Commit Graph

3598 Commits

Author SHA1 Message Date
Christian Brauner
7111ed68cb Make lxc-start-ephemeral use lxc.ephemeral
While lxc-copy is under review let users benefit (reboot survival etc.) from the
new lxc.ephemeral option already in lxc-start-ephemeral. This way we can remove
the lxc.hook.post-stop script-

Signed-off-by: Christian Brauner <christianvanbrauner@gmail.com>
Acked-by: Stéphane Graber <stgraber@ubuntu.com>
2015-10-05 11:49:03 +01:00
Christian Brauner
4f64d0db3f Cleanup parts of lxc-destroy
A bit of pedantry usually doesn't hurt. The code should be easier to follow now
and avoids some repetitions.

Signed-off-by: Christian Brauner <christianvanbrauner@gmail.com>
Acked-by: Serge E. Hallyn <serge.hallyn@ubuntu.com>
2015-10-05 11:47:19 +01:00
Christian Brauner
4e6eb26bf0 Add lxc.ephemeral to lxc.container.conf manpage
Signed-off-by: Christian Brauner <christianvanbrauner@gmail.com>
Acked-by: Serge E. Hallyn <serge.hallyn@ubuntu.com>
2015-10-05 11:47:16 +01:00
Bogdan Purcareata
9d291dd226 seccomp: add aarch64 support
Enable aarch64 seccomp support for LXC containers running on ARM64
architectures. Tested with libseccomp 2.2.0 and the default seccomp
policy example files delivered with the LXC package.

Signed-off-by: Bogdan Purcareata <bogdan.purcareata@freescale.com>
Acked-by: Serge E. Hallyn <serge.hallyn@ubuntu.com>
2015-10-05 11:47:12 +01:00
Stéphane Graber
570bea4eed Merge pull request #666 from Ponce/slackware-template
Add a slackware template.
2015-09-30 13:58:01 -04:00
Stéphane Graber
e209cddb66 Merge pull request #667 from cjwatson/ephemeral-parse-passwd
lxc-start-ephemeral: Parse passwd directly
2015-09-30 13:56:50 -04:00
Colin Watson
c6be89f857 lxc-start-ephemeral: Parse passwd directly
On Ubuntu 15.04, lxc-start-ephemeral's call to pwd.getpwnam always
fails.  While I haven't been able to prove it or track down an exact
cause, I strongly suspect that glibc does not guarantee that you can
call NSS functions after a context switch without re-execing.  (Running
"id root" in a subprocess from the same point works fine.)

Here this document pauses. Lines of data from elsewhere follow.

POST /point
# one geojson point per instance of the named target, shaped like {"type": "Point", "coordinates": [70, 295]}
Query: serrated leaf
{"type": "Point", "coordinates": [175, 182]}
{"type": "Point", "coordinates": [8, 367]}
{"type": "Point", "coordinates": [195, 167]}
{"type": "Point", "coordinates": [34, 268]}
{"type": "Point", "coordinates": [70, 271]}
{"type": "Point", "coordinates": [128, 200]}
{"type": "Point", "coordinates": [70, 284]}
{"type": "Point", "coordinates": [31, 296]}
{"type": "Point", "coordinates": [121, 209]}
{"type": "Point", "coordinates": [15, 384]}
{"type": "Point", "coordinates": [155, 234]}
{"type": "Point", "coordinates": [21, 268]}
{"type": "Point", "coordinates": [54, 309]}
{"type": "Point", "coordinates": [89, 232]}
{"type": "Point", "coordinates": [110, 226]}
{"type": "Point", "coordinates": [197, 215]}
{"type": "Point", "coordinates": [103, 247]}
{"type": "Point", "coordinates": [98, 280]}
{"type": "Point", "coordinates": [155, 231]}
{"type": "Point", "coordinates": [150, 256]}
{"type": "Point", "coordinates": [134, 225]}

It's safer to use getent to extract the relevant line from the passwd
file and parse it directly.

Signed-off-by: Colin Watson <cjwatson@ubuntu.com>
2015-09-30 13:52:32 +01:00
Stéphane Graber
4928c7186c
Define O_PATH and O_NOFOLLOW for Android
Signed-off-by: Stéphane Graber <stgraber@ubuntu.com>
2015-09-29 14:59:28 -04:00
Matteo Bernardini
3a05a669c1 Add a slackware template.
Requires pkgtools and slackpkg (from the slackware-current tree).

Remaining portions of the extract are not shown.